On Fri, 2008-02-15 at 00:30 -0800, Mike wrote:
> On Sep 18 2007, 11:09 pm, Amit Ramon <[EMAIL PROTECTED]> wrote:
> >
> > I read the documentation of gettext_noop and its template counterpart {%
> > trans "value" noop %} and I must admit I still don't understand their use
> > cases and usage.
> >
> > This is what djangobook says:
> >
> > --------x-------------------
> > "Marking strings as no-op
> > Use the function django.utils.translation.gettext_noop() to mark a string 
> > as a
> > translation string without translating it. The string is later translated
> > from a variable.
> >
> > Use this if you have constant strings that should be stored in the source
> > language because they are exchanged over systems or users -- such as strings
> > in a database -- but should be translated at the last possible point in 
> > time,
> > such as when the string is presented to the user."
> > --------x-------------------
> >
> > I might be dumb, but could someone shed some light on this, and show an
> > example of no-op'ed strings and late translation of it for the novice user?
> > What is the use case here? How a string is translated from a variable? When?
> 
> Me is stupid, too. What is that mysterious variable? Somebody, please
> help!

There's little practical usage for this in Django. It's something that
was copied over from the standard gettext API. Because there's nothing
equivalent to gettext_lazy in C (or Javascript, see below), you need to
use gettext_noop in situations like this:

        msgs = [
           gettext_noop('hello'),
           gettext_noop('goodbye')
        ]
        
        
        def foo(...):
            print gettext(msgs[index])
        
When foo() is called, the msgs[index] entry will be translated using the
currently active locale. That's all well and good, but you have to let
the string-extraction tools (xgettext, or make-messages.py in Django's
parlance) know that the strings inside the msgs lists need to pulled out
for translators. So gettext_noop is used to mark the strings: xgettext
knows to look for things wrapped in gettext_noop and pull then out.
Other than that, it does nothing (it's a no-op function).

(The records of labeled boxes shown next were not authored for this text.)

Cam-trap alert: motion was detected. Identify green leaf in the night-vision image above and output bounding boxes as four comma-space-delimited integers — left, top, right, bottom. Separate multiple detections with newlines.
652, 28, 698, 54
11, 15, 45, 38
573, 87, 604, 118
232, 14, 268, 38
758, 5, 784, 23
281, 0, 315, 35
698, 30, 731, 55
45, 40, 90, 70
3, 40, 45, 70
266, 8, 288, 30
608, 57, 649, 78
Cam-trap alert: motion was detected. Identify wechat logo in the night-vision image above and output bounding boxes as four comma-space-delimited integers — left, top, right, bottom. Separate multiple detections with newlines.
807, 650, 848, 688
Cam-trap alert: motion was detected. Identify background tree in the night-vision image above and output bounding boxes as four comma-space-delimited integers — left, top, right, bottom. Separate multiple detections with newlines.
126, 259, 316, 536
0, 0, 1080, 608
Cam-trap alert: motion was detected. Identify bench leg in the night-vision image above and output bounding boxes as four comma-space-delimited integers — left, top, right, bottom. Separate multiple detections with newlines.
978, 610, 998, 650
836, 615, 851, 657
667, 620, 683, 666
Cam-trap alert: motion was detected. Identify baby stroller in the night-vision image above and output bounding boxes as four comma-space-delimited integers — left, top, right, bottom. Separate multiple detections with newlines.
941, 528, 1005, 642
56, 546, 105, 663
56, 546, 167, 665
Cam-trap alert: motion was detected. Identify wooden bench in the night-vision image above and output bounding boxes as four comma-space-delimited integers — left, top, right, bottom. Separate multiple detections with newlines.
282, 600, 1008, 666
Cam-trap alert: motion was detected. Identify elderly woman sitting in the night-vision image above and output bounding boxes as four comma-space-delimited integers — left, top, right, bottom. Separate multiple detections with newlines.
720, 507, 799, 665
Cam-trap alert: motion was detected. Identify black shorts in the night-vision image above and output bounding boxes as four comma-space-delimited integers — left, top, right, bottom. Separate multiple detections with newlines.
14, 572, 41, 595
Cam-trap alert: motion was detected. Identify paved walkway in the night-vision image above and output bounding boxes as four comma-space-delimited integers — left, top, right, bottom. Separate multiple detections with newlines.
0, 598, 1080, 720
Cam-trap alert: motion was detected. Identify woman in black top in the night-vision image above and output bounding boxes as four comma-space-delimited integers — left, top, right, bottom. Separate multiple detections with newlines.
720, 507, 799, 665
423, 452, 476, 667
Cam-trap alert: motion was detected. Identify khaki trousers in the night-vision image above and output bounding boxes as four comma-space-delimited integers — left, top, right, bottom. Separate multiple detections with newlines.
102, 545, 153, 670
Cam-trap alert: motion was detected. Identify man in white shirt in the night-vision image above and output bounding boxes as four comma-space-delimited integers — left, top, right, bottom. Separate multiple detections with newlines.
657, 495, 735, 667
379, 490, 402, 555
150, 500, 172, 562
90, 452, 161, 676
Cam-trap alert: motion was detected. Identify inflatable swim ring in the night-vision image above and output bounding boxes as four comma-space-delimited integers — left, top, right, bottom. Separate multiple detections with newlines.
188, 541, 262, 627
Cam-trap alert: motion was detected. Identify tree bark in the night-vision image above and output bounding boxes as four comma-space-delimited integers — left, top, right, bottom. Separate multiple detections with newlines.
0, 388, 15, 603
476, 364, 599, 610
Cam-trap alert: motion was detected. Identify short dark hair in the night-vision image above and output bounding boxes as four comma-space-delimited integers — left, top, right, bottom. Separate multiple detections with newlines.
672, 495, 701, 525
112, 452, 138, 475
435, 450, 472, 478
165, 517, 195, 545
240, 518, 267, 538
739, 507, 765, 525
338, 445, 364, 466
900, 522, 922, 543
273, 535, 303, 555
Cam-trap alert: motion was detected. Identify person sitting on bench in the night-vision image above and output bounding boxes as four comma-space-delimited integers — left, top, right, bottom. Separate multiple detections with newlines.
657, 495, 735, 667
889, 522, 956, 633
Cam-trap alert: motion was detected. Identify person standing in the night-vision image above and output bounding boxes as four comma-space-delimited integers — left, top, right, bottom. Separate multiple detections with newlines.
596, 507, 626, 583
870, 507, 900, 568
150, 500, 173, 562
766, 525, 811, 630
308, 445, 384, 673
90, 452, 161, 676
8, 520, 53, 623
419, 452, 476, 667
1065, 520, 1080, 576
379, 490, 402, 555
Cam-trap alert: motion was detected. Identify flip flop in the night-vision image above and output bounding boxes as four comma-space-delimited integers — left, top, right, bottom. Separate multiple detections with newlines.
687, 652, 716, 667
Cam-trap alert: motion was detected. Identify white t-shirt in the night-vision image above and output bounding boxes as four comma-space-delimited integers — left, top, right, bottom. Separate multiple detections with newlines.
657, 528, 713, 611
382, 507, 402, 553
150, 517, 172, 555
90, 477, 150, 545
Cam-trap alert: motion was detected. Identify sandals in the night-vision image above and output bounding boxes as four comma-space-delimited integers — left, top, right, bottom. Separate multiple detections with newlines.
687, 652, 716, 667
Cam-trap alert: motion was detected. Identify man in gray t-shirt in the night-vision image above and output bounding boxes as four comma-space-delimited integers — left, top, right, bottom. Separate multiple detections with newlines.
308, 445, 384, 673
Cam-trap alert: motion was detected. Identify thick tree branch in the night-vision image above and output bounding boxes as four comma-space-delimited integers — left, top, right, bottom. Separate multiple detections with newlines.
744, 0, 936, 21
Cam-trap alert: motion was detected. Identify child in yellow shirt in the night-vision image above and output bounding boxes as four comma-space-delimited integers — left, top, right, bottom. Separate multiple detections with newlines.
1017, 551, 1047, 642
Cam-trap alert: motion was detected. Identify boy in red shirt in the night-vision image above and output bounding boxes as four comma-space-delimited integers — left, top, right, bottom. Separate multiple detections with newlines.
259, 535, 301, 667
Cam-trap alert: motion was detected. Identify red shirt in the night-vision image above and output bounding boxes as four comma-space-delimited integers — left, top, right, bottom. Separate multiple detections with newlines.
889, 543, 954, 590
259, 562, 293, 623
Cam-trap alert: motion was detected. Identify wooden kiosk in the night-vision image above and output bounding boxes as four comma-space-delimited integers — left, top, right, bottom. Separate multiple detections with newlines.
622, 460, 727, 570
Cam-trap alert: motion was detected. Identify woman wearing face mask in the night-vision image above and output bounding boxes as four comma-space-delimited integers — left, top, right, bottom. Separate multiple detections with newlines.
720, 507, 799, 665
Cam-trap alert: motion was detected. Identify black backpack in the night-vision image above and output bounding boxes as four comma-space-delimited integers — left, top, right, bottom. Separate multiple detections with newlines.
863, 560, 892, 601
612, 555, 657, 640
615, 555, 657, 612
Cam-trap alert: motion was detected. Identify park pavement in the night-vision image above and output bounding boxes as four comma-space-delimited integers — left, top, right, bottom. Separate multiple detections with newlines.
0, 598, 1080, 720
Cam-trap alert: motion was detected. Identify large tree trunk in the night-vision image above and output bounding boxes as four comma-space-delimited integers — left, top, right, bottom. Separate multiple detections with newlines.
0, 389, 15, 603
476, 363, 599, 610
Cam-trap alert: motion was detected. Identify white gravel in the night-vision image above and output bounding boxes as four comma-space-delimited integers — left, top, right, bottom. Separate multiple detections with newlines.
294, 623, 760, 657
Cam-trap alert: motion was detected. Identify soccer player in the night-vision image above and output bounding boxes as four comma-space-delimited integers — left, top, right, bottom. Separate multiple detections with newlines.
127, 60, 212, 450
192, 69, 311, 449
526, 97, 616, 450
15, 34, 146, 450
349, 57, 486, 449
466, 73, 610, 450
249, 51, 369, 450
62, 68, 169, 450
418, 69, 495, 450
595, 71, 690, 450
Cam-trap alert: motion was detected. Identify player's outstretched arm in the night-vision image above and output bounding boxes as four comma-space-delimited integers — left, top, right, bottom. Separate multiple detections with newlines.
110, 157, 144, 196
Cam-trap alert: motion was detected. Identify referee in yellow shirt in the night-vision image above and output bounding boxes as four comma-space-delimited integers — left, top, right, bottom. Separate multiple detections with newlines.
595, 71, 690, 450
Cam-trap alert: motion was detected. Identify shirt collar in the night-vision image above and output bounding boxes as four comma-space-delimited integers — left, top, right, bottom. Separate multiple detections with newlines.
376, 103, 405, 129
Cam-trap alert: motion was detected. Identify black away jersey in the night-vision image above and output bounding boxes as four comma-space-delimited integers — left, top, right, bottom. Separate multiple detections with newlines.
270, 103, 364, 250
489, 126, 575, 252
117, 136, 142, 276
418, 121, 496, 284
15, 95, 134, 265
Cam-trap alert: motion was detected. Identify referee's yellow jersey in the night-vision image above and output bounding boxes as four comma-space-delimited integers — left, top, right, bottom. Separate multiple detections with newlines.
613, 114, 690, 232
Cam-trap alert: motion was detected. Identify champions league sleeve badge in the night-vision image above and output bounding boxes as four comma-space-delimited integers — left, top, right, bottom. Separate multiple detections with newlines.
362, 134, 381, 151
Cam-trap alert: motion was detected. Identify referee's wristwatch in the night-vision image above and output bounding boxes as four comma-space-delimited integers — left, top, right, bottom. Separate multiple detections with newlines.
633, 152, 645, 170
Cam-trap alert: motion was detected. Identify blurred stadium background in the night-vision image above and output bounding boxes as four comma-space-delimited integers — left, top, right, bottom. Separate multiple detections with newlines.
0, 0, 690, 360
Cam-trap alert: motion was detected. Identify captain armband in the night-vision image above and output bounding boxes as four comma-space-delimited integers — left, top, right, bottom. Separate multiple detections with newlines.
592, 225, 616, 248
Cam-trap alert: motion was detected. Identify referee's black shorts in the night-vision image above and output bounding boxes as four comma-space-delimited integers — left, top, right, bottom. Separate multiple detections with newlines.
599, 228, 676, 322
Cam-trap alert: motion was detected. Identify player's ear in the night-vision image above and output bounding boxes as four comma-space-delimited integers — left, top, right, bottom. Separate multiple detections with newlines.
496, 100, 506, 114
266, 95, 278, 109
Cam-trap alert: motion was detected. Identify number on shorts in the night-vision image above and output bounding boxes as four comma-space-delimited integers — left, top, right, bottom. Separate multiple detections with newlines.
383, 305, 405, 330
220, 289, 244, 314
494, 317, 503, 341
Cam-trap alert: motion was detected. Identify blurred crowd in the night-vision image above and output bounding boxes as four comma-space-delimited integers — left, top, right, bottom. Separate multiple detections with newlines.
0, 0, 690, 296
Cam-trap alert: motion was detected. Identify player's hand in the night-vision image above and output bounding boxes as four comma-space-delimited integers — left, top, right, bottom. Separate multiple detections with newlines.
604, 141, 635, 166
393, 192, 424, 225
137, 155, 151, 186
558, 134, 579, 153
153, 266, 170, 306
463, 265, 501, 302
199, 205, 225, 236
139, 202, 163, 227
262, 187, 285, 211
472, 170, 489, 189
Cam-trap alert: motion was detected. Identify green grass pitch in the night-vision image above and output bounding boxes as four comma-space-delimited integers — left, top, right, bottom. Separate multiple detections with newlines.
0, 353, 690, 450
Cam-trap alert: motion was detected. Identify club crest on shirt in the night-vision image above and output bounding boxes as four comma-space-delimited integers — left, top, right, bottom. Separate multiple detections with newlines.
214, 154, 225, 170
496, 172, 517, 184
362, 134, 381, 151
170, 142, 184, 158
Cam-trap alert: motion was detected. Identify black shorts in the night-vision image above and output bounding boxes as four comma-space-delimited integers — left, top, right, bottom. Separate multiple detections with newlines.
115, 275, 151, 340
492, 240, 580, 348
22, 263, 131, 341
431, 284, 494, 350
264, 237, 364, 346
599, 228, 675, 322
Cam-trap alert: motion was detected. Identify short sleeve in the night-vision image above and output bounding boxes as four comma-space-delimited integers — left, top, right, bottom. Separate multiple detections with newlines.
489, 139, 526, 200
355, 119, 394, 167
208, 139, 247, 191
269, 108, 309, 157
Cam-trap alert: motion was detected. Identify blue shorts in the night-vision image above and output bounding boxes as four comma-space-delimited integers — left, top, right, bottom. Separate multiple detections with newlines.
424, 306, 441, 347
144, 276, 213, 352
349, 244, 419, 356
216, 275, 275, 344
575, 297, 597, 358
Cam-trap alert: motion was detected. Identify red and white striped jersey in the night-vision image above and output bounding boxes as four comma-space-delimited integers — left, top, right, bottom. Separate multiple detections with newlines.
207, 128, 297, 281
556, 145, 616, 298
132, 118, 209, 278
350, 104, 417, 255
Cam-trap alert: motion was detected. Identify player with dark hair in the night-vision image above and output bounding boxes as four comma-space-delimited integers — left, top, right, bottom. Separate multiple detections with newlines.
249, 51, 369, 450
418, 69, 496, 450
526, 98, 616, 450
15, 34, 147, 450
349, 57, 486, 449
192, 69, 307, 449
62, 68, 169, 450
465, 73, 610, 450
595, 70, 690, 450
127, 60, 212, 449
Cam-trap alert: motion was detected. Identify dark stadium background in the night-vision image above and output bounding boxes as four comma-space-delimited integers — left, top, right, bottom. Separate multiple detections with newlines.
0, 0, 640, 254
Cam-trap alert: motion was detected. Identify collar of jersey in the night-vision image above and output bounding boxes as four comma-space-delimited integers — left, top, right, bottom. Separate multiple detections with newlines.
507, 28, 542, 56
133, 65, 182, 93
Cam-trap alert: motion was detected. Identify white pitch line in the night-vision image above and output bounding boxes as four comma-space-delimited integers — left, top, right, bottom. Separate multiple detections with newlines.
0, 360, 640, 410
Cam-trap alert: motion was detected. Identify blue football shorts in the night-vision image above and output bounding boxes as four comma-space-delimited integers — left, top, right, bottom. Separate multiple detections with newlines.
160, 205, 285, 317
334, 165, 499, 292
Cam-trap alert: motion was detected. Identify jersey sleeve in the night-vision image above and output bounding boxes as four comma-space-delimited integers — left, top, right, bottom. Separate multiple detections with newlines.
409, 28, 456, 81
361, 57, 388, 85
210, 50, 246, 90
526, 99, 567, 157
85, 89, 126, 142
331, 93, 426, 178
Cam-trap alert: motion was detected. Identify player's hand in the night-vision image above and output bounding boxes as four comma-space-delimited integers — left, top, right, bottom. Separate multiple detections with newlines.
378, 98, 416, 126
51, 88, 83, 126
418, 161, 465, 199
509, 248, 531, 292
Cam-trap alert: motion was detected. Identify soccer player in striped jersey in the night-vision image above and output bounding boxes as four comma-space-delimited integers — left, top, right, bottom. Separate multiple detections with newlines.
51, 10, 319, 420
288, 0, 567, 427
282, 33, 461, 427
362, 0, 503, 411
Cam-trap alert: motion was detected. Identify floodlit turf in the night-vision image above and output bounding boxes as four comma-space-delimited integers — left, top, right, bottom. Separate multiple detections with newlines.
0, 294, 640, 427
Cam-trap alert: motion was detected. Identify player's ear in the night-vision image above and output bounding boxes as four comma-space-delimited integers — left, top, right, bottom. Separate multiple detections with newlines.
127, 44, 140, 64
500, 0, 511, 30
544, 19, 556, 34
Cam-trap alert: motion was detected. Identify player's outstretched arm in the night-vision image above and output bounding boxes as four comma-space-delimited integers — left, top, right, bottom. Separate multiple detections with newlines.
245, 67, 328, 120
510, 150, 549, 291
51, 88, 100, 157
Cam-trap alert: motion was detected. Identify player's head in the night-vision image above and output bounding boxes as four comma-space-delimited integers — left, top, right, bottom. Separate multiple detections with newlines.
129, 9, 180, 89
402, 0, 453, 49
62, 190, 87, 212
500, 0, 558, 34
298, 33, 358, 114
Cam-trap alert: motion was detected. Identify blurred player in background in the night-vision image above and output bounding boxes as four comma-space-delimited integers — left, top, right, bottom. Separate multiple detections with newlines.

This only place where you might this inside Django is in Javascript
files, if you're building up a list of messages that are later going to
be run through gettext() before printing. Note that it's important to
only run the strings through gettext() at the time of output, because at
the time you're creating/compiling the file, you don't know what the
currently active locale is. So you might have an array of Javascript
strings that are canned responsed or something. Marking them with
gettext_noop means that make-messages.py knows to pull them into the PO
file.

I hope that makes things a bit clearer.

Regards,
Malcolm

-- 
For every action there is an equal and opposite criticism.